Sliding two more worksheets to Mr. Grow, the mentor said, “Why don’t you continue with five or six dice?”

Smiling, the student teacher picked up six dice and rolled. “Hey, this feels a lot like Yahtzee. What happens if a student rolls doubles or triples?”

“I guess we can leave it up to them if they’re playing with more dice. However, when they’re only rolling three or four, I’d probably suggest they roll again.”

Mr. Grow happily continued working on the six-dice page.

“Do you notice how playing games for comparing numbers is more fun than work?” Ms. Sneed asked.

“Sure do! The kids will love this!”

For more advanced players, these games for comparing numbers extend to five or six dice.

No Dice? No Problem!

As Mr. Grow finished playing, he looked at Ms. Sneed. “We have 24 students in our math class. If each gets six dice, how many will we need? Do you even have that many dice?”

“No worries. The set of games for comparing numbers comes with a page of reproducible dice cards. We can use those – or let them roll in groups and complete the pages individually.”

No dice? No problem! These games for comparing numbers come with reproducible dice cards as well.

After the Fun and Games

Finally, Ms. Sneed pulled out a worksheet. “After playing games for comparing numbers, we can use this to make sure everyone is on track.”

After all the games for comparing numbers, kids complete traditional worksheets.

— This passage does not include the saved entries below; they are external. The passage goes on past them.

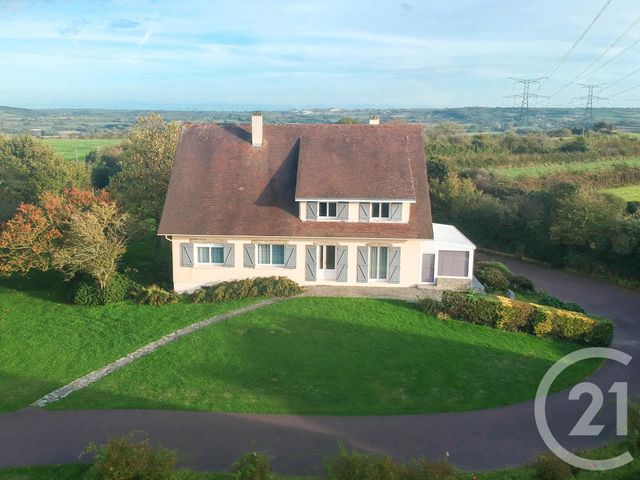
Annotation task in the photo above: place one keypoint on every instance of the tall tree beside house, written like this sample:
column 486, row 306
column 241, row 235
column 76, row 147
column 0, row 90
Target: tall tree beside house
column 28, row 168
column 140, row 187
column 75, row 232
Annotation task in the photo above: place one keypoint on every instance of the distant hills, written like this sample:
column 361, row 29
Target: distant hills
column 97, row 122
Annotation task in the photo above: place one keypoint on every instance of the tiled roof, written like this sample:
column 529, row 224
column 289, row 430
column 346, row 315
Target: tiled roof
column 222, row 185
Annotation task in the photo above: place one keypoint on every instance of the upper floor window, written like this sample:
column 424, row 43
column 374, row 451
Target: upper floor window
column 380, row 210
column 270, row 254
column 327, row 209
column 211, row 254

Enjoy Teaching Place Value

“And that’s a wrap,” Mr. Grow said. He looked at his lesson plans with a smile. “First, I will teach kids about the value of each digit in a number. With the help of Beyoncé, they’ll know that everything’s ten times in the place to the left. Second, we’ll work on reading big numbers out loud. Third, kids will write them in standard form and words. Then it’s on to expanded form. We’ll take it nice and easy on rounding – since it’s a tough topic. And finishing it up, the kids will use games for comparing numbers. I’m ready!”